I had my agent mock the test suite because CUDA check pointing requires more than just interacting with the CUDA driver / other libraries. It requires using CRIU which requires a whole bunch of kernel capabilities alongside building a harness for process management. It felt like it would be fragile to try to implement reliable actual tests because of this so I opted for mocking the driver given the API surface is quite small.
Happy to give it a shot of having actual tests that checkpoint and restore a process instead of mocking things if you think that would be fruitful.
There was a problem hiding this comment.
If we write the tests using Andy’s min-2-GPU decorator fixture, we can test the GPU migration capability without CRIU. The idea is that we shuffle each GPU’s state to the next one (and wrap around).
| gpu_mapping : mapping, optional | ||
| GPU UUID remapping from each checkpointed GPU UUID to the GPU UUID | ||
| to restore onto.
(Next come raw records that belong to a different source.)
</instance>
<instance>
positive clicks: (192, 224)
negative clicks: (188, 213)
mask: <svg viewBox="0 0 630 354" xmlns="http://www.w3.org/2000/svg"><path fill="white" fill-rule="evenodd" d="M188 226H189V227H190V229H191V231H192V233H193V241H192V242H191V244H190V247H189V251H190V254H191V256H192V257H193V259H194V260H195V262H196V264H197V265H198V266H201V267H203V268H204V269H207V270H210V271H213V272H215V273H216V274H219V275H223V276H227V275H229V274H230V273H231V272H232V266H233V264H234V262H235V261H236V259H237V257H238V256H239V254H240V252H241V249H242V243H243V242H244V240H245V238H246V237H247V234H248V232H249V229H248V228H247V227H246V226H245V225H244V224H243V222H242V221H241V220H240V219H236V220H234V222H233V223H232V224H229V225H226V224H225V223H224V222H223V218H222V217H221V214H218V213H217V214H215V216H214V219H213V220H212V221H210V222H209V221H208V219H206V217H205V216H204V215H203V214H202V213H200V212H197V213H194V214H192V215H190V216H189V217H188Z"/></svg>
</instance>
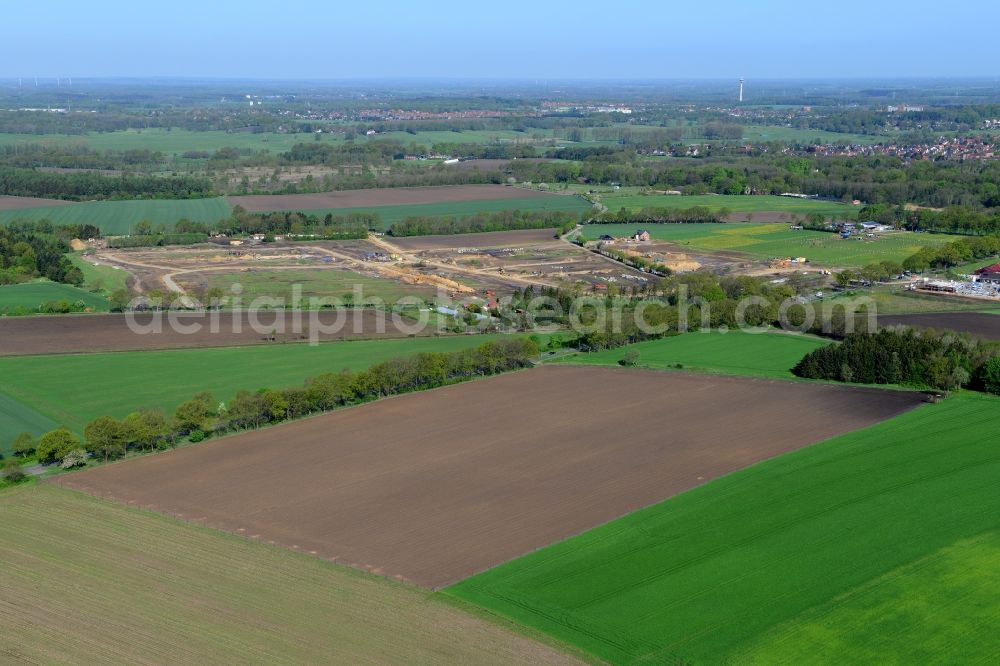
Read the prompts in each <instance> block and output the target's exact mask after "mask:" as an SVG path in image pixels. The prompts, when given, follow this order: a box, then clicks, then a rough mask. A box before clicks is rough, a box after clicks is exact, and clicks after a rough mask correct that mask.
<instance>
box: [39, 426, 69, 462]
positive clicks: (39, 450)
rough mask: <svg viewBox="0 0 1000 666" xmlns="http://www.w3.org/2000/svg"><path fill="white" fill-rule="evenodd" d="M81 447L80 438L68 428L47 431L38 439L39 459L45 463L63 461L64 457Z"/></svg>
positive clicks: (58, 461)
mask: <svg viewBox="0 0 1000 666" xmlns="http://www.w3.org/2000/svg"><path fill="white" fill-rule="evenodd" d="M78 448H80V440H79V439H78V438H77V436H76V435H74V434H73V433H71V432H70V431H69V430H68V429H66V428H59V429H58V430H53V431H52V432H47V433H45V434H44V435H42V437H41V439H39V440H38V449H37V451H36V452H37V454H38V461H39V462H40V463H43V464H50V463H54V462H62V459H63V457H65V456H66V454H67V453H69V452H70V451H72V450H74V449H78Z"/></svg>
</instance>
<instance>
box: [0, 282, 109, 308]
mask: <svg viewBox="0 0 1000 666" xmlns="http://www.w3.org/2000/svg"><path fill="white" fill-rule="evenodd" d="M50 301H68V302H69V303H71V304H72V303H76V302H77V301H82V302H83V304H84V306H85V307H86V308H87V309H88V310H91V311H94V312H100V311H107V309H108V301H107V299H105V298H104V297H103V296H98V295H97V294H94V293H91V292H89V291H87V290H85V289H80V288H79V287H74V286H73V285H70V284H62V283H59V282H49V281H37V282H24V283H22V284H10V285H6V286H3V287H0V313H2V312H4V311H5V310H6V311H10V312H13V311H15V310H17V309H18V308H24V309H27V310H34V309H35V308H37V307H38V306H39V305H42V304H43V303H48V302H50Z"/></svg>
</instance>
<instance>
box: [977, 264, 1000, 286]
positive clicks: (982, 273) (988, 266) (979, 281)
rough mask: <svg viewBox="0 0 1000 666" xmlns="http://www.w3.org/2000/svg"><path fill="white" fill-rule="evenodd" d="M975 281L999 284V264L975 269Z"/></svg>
mask: <svg viewBox="0 0 1000 666" xmlns="http://www.w3.org/2000/svg"><path fill="white" fill-rule="evenodd" d="M975 276H976V282H986V283H989V284H1000V264H993V265H992V266H984V267H983V268H980V269H979V270H977V271H975Z"/></svg>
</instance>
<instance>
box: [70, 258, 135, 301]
mask: <svg viewBox="0 0 1000 666" xmlns="http://www.w3.org/2000/svg"><path fill="white" fill-rule="evenodd" d="M69 259H70V261H72V262H73V265H74V266H76V267H77V268H79V269H80V272H81V273H83V286H84V288H85V289H87V290H91V291H99V292H100V293H103V294H111V293H112V292H114V291H116V290H118V289H124V288H125V285H126V284H127V282H128V275H129V274H128V271H124V270H121V269H117V268H114V267H113V266H109V265H107V264H98V265H94V264H92V263H90V262H89V261H87V260H86V259H84V258H83V257H82V256H80V255H79V254H76V253H74V254H71V255H69Z"/></svg>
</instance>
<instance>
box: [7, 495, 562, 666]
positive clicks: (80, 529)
mask: <svg viewBox="0 0 1000 666" xmlns="http://www.w3.org/2000/svg"><path fill="white" fill-rule="evenodd" d="M40 517H44V519H43V520H41V519H40ZM0 561H2V562H3V563H4V571H3V576H0V598H2V599H3V600H4V603H3V608H2V610H0V655H3V659H2V660H3V661H5V662H11V661H13V662H24V663H91V664H96V663H133V664H139V663H144V664H152V663H190V664H194V663H197V664H233V663H263V662H267V663H271V664H302V663H336V664H375V663H422V664H431V663H434V664H440V663H447V664H511V663H516V664H538V663H541V664H568V663H577V662H576V660H575V659H573V658H572V657H570V656H568V655H565V654H563V653H560V652H557V651H556V650H555V649H553V648H551V647H548V646H546V645H543V644H541V643H537V642H534V641H532V640H529V639H528V638H525V637H523V636H519V635H516V634H515V633H513V632H512V631H511V630H509V629H505V628H503V627H501V626H499V625H498V624H495V623H491V622H487V621H485V620H482V619H478V618H477V617H476V616H475V615H474V614H470V613H466V612H463V611H462V609H461V608H460V607H456V606H455V605H453V604H448V603H442V602H441V601H440V600H439V599H435V598H434V597H432V596H431V595H429V594H427V593H426V592H424V591H422V590H418V589H415V588H412V587H409V586H405V585H400V584H398V583H394V582H392V581H387V580H385V579H380V578H376V577H374V576H369V575H365V574H363V573H360V572H357V571H352V570H348V569H345V568H342V567H338V566H336V565H333V564H331V563H329V562H324V561H322V560H319V559H316V558H311V557H305V556H303V555H301V554H298V553H293V552H291V551H287V550H284V549H280V548H273V547H270V546H267V545H265V544H259V543H253V542H252V541H249V540H247V539H242V538H238V537H233V536H230V535H227V534H221V533H218V532H214V531H211V530H205V529H202V528H199V527H196V526H193V525H190V524H185V523H182V522H180V521H177V520H173V519H171V518H166V517H163V516H158V515H156V514H153V513H150V512H147V511H140V510H136V509H132V508H126V507H122V506H118V505H116V504H113V503H110V502H104V501H101V500H97V499H94V498H92V497H87V496H86V495H82V494H80V493H75V492H72V491H67V490H65V489H61V488H56V487H52V486H48V485H46V486H41V487H38V486H35V487H28V488H19V489H16V490H8V491H5V492H3V493H2V494H0Z"/></svg>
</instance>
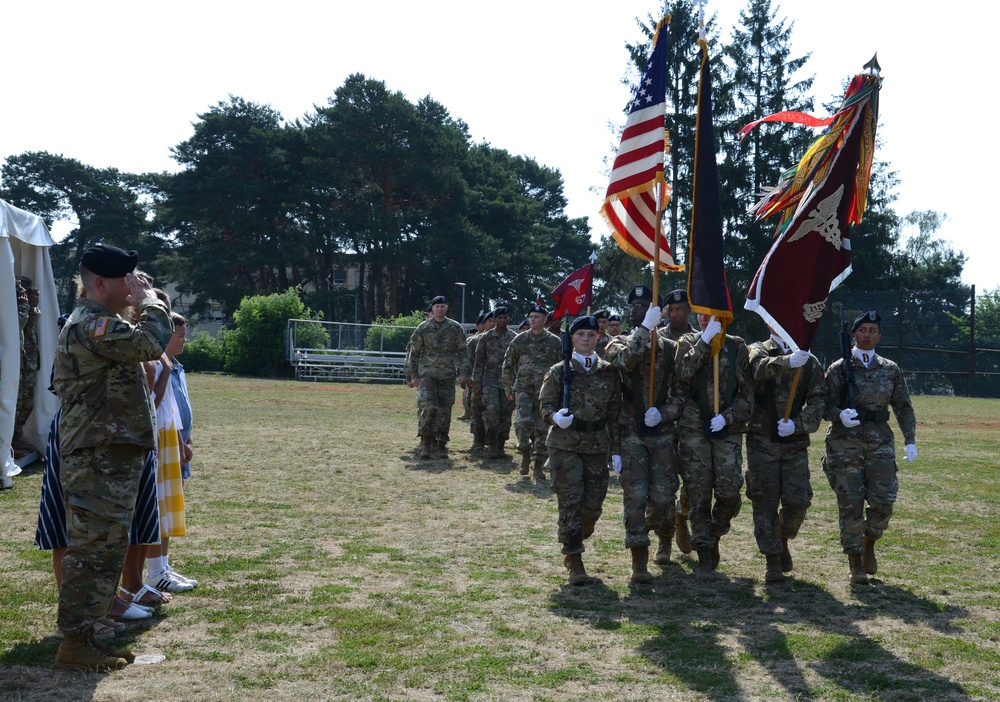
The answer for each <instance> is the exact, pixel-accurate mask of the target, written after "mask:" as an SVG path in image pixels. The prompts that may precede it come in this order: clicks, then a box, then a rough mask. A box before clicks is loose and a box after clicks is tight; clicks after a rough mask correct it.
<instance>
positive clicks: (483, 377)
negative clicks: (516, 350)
mask: <svg viewBox="0 0 1000 702" xmlns="http://www.w3.org/2000/svg"><path fill="white" fill-rule="evenodd" d="M515 336H517V335H516V334H515V333H514V332H513V330H511V329H508V330H506V331H505V332H504V333H503V334H500V333H499V332H497V330H496V329H490V330H489V331H485V332H483V335H482V336H480V337H479V341H478V342H477V343H476V366H475V368H474V369H473V371H472V380H473V382H475V384H476V385H477V386H479V387H482V386H486V385H489V386H490V387H500V373H501V371H502V370H503V359H504V354H506V353H507V346H509V345H510V342H511V341H513V340H514V337H515Z"/></svg>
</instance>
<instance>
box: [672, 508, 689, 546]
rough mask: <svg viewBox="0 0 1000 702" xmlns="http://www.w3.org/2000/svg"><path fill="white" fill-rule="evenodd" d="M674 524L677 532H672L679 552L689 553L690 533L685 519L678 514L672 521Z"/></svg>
mask: <svg viewBox="0 0 1000 702" xmlns="http://www.w3.org/2000/svg"><path fill="white" fill-rule="evenodd" d="M674 524H676V525H677V530H676V531H675V532H674V536H675V538H676V539H677V548H679V549H680V550H681V553H691V532H690V531H689V530H688V528H687V519H685V518H684V517H682V516H681V515H680V514H678V515H677V517H676V518H675V519H674Z"/></svg>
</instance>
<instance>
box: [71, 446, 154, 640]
mask: <svg viewBox="0 0 1000 702" xmlns="http://www.w3.org/2000/svg"><path fill="white" fill-rule="evenodd" d="M148 452H149V449H148V448H146V447H143V446H137V445H135V444H112V445H110V446H97V447H93V448H84V449H77V450H76V451H74V452H73V453H71V454H69V455H66V456H63V457H62V465H61V466H60V478H61V479H62V488H63V498H64V499H65V501H66V539H67V543H68V547H67V548H66V553H65V555H64V556H63V561H62V567H63V577H62V587H61V588H60V590H59V614H58V626H59V628H60V629H61V630H62V631H68V632H72V633H80V632H83V631H85V630H86V629H87V628H89V627H91V626H93V624H94V622H96V621H97V620H98V619H100V618H101V617H104V616H106V615H107V613H108V610H109V609H110V607H111V602H112V600H113V599H114V596H115V592H116V590H117V588H118V578H119V576H120V575H121V570H122V565H123V564H124V563H125V551H126V549H128V533H129V524H130V523H131V521H132V510H133V508H134V507H135V498H136V494H137V493H138V491H139V479H140V478H141V476H142V466H143V462H144V461H145V459H146V454H147V453H148Z"/></svg>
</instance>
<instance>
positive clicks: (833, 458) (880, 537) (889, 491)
mask: <svg viewBox="0 0 1000 702" xmlns="http://www.w3.org/2000/svg"><path fill="white" fill-rule="evenodd" d="M823 472H824V473H826V479H827V480H828V481H829V482H830V487H832V488H833V491H834V493H836V495H837V510H838V512H839V513H840V545H841V546H842V547H843V549H844V553H861V552H862V551H863V550H864V537H865V536H867V537H868V538H869V539H873V540H875V539H880V538H882V534H883V533H884V532H885V530H886V528H888V526H889V520H890V519H891V518H892V505H893V503H894V502H895V501H896V495H897V494H898V492H899V477H898V476H897V474H896V448H895V446H894V445H893V444H892V443H891V442H889V443H868V442H865V441H853V440H850V439H827V441H826V455H825V456H824V457H823ZM865 502H867V503H868V510H867V513H865V509H864V507H865Z"/></svg>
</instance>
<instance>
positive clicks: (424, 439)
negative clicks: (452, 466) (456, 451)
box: [420, 436, 431, 461]
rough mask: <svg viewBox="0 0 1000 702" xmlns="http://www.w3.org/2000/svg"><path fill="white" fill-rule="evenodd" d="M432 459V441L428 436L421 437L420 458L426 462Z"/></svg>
mask: <svg viewBox="0 0 1000 702" xmlns="http://www.w3.org/2000/svg"><path fill="white" fill-rule="evenodd" d="M430 457H431V439H428V438H427V437H426V436H421V437H420V458H421V460H424V461H426V460H427V459H428V458H430Z"/></svg>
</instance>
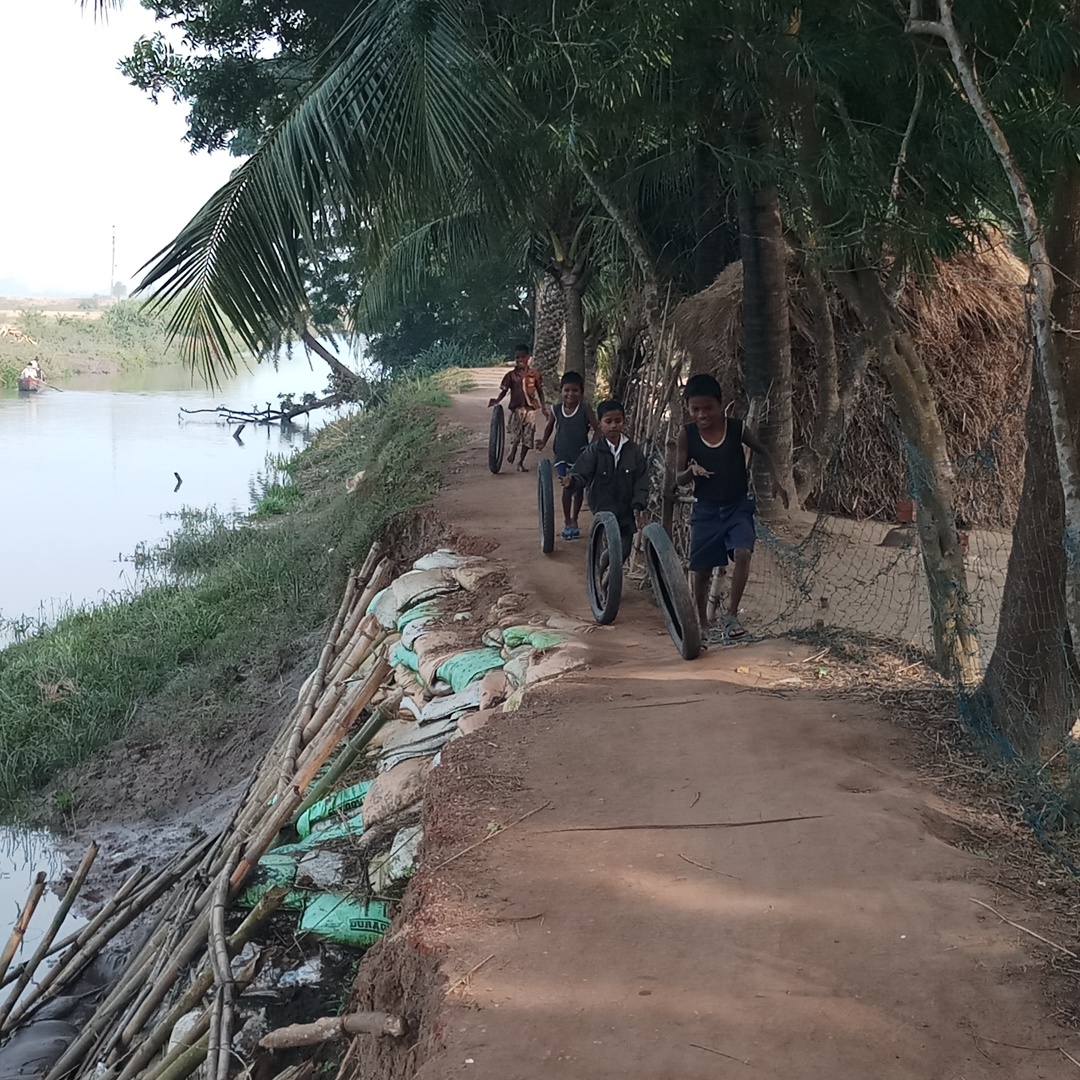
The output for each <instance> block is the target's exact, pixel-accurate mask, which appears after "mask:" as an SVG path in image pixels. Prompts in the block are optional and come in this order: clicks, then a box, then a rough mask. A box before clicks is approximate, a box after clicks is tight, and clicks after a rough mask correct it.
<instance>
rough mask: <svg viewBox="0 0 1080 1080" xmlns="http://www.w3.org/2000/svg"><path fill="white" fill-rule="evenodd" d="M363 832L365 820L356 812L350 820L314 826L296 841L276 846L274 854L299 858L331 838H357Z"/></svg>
mask: <svg viewBox="0 0 1080 1080" xmlns="http://www.w3.org/2000/svg"><path fill="white" fill-rule="evenodd" d="M363 832H364V821H363V819H362V818H361V815H360V814H359V813H354V814H353V815H352V816H351V818H350V819H349V820H348V821H341V822H337V823H335V824H333V825H330V824H324V825H322V826H321V827H319V828H313V829H312V831H311V832H310V833H309V834H308V835H307V836H306V837H305V838H303V839H302V840H298V841H297V842H296V843H283V845H282V846H281V847H280V848H274V849H273V854H275V855H278V854H282V855H293V856H295V858H296V859H299V858H300V856H301V855H306V854H307V853H308V852H309V851H314V849H315V848H318V847H321V846H322V845H324V843H326V842H328V841H329V840H343V839H345V838H346V837H353V838H355V837H357V836H360V834H361V833H363Z"/></svg>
If provided, the mapping must contain every | ||
| checkpointed GPU UUID. |
There was a problem hiding this comment.
I think this is why a real, instead of mocking, test is a MUST. Apparently, the API doc and the example code diverge here. The latter requests "all devices visible to CUDA" must appear in the mapping, not just those participating in checkpointing (as indicated by the former). We should get clarification on this (even better, find a way to test this).
Summary
cuda.core.checkpointmodule for CUDA process checkpointing APIscheckpoint.Process;Process.statenow returns typed string states ("running","locked","checkpointed", or"failed") instead of a public enumcheckpoint.Process(pid):state,restore_thread_id,lock,checkpoint,restore, andunlockProcess.restore(gpu_mapping=...)and converting it to the driverCUcheckpointGpuPair/CUcheckpointRestoreArgsstructures internallycuda.core.system, which remains focused on CUDA system and NVML capabilitiescuda-bindingsversion, required binding symbols, and CUDA driver versionCloses #1343
Testing
pixi run ruff check cuda_core/cuda/core/checkpoint.py cuda_core/tests/test_checkpoint.pypixi run ruff format cuda_core/cuda/core/checkpoint.py cuda_core/tests/test_checkpoint.pypixi run --manifest-path cuda_core pytest cuda_core/tests/test_checkpoint.py(25 passed)SPHINX_CUDA_CORE_VER=0.7.1.dev63 BUILD_LATEST=1 pixi run --manifest-path cuda_core -e docs sphinx-build -b html -W --keep-going -j 4 cuda_core/docs/source /tmp/cuda_core_docs_checkpoint_verify_2pixi run --manifest-path cuda_core test(2817 passed,346 skipped,2 failedin local NVML/system tests; checkpoint tests passed)git diff --checkThe current checkpoint tests are implemented as focused unit tests in
cuda_core/tests/test_checkpoint.py. They use a small mock CUDA driver surface and monkeypatchcheckpoint._get_driver()so the behavioral tests do not require a live checkpoint-capable driver or process. The mock driver records each driver call and provides minimal stand-ins forCUcheckpointLockArgs,CUcheckpointRestoreArgs,CUcheckpointGpuPair,CUresult, and process states.The tests cover public symbol exposure, string process state mapping, restore thread queries, lock timeout argument construction, checkpoint/unlock null argument behavior, restore GPU UUID mapping conversion, empty restore mappings, input validation for
pid,timeout_ms, andgpu_mapping, unsupported-driver error translation, missing runtime checkpoint symbol translation, cached availability checks, unsupportedcuda-bindingsversions, missing binding symbols, and unsupported driver versions.The two local full-suite failures are the existing NVML/system environment-sensitive failures we are ignoring for this PR:
tests/system/test_system_device.py::test_get_inforom_versionreturns an empty InfoROM board part number locally.tests/system/test_system_system.py::test_get_process_namehits an NVML UTF-8 decode error locally.